Hamburg - Die Über­nahme des Mobil­funk-Anbie­ters Debitel durch den Kon­kur­ren­ten Freenet ist nach Angaben aus infor­mier­ten Kreisen in tro­ckenen Tüchern.

Freenet und Debitel

Die Logos von Freenet und Debitel auf einem Com­puter­bild­schirm.

Die Führung von Freenet und der Finan­zin­ves­tor Permira als Debitel-Eigentü­mer hätten sich geei­nigt, erfuhr die Finanz-Nach­rich­ten­agen­tur dpa-AFX.

Das Management von Freenet müsse nun noch einige wenige offene Punkte klären, damit der Auf­sichts­rat zustimme. Wider­stände würden nicht erwar­tet.
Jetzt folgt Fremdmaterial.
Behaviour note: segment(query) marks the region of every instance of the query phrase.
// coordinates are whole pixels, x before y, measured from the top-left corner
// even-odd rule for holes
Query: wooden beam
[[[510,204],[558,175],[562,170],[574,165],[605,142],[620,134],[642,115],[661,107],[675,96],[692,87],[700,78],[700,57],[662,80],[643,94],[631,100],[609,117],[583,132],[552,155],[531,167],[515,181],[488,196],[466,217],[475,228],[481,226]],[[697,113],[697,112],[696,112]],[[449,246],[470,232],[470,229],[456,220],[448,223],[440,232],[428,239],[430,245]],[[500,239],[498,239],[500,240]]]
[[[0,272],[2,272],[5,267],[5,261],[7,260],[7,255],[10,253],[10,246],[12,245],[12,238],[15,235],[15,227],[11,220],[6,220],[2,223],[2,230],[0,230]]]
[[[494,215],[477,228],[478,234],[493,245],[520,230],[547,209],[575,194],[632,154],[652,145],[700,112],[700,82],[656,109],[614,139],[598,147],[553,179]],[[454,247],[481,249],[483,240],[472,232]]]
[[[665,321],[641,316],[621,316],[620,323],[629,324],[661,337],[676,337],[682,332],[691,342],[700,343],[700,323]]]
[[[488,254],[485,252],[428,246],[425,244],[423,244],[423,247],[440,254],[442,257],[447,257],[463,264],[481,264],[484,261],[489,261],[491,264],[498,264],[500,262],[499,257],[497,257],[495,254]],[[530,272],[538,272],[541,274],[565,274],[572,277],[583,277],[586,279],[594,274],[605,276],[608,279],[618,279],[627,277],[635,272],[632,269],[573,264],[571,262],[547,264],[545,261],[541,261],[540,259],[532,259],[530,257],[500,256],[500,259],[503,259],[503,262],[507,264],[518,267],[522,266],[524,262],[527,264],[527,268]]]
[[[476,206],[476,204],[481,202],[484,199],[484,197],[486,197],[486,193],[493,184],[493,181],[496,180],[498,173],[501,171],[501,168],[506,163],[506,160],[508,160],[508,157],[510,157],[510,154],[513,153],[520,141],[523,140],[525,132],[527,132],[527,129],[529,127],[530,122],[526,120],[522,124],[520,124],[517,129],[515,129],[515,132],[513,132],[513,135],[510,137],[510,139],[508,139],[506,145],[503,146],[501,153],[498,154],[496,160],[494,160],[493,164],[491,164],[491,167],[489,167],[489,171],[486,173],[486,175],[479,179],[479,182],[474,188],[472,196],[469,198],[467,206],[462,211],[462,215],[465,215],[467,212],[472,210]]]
Die Mit­glie­der des Auf­sichts­rats könnten dann inner­halb weniger Tage zu einem Treffen zusam­men­kom­men.

Das Gremium hatte am Freitag über die Kauf­pläne von Freenet-Chef Eckhard Spoerr beraten und ansch­ließend erklärt, dass der Vor­stand über die ver­blie­benen Fragen zügig ver­han­deln solle. Durch den Zusam­menschluss soll mit rund 19 Mil­lio­nen Kunden der dritt­größte Mobil­funkan­bie­ter Deutsch­lands nach T-Mobile und Voda­fone D2 ent­ste­hen.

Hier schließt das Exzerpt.